Red team analysis is often conducted by PI analysts to help identify security threats to the client by looking from the outside in. This can include physical security assessments, such as observing the client’s schedule or transportation route and determining the points of vulnerability. Red team analysis for PI also includes cyberstalking the client through open source research to determine how much sensitive information is available to potential attackers. Countersurveillance operations are used to make it more difficult for an attack to be planned as well. PI analysts help focus these operations and identify the areas most likely to be exploited, analyze the operations' findings, and investigate any individuals of interest who are detected.

==Components==
PI’s three main functions are identification, assessment, and management/mitigation.

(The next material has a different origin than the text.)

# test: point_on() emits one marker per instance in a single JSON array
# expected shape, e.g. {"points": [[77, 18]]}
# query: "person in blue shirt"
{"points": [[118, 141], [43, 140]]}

- Identification: The PI analyst must first determine where and how their client is vulnerable and who would want to exploit their vulnerability. The analyst then identifies these individuals who pose potential threats.
- Assessment: Assessment occurs after an individual is identified as a potential threat to the client. A variety of tools and methods are employed during this phase of PI to evaluate the threat's legitimacy, severity, motive, if they have the means to attack and how to protect the client. Some sources that the analyst can use include interviews from the individual or others who know them, records on the individual and background checks, writings by or about the individual, or travel and purchase receipts from the individual.
- Management/Mitigation: If the investigation shows the individual is not a threat then the case is closed, though the investigation and the individual's information is kept on record. If the investigation proves the individual is a threat, then the analyst will monitor the threat and occasionally perform reassessments. Monitoring can take the shape of surveilling social media accounts, physical surveillance, or reaching out to a third party that is connected to the individual. The analyst also provides the rest of the executive protection team with an unbiased explanation of who the individual is and why they represent a threat.

==The team==
PI analysts often interact with a number of other professionals when working in executive protection. Psychologists act as consultants to advise the team if an individual of interest has or appears to have a mental illness. Human resource managers and employee mental health program organizers are able to alert the team if an employee has shown the potential to become violent and to then help divert them from that path. Physical security guards work alongside the analysts, relying on them to provide pictures and information on possibly threatening individuals. The client, as well as their staff and family, can also be briefed on any important information pertaining to their security and the measures they should take to ensure it.

==The clients==
The most common clients that utilize PI are international dignitaries, high ranking politicians, wealthy corporate executives, and celebrities. Other clients can include schools and business that wish to guard against mass shootings.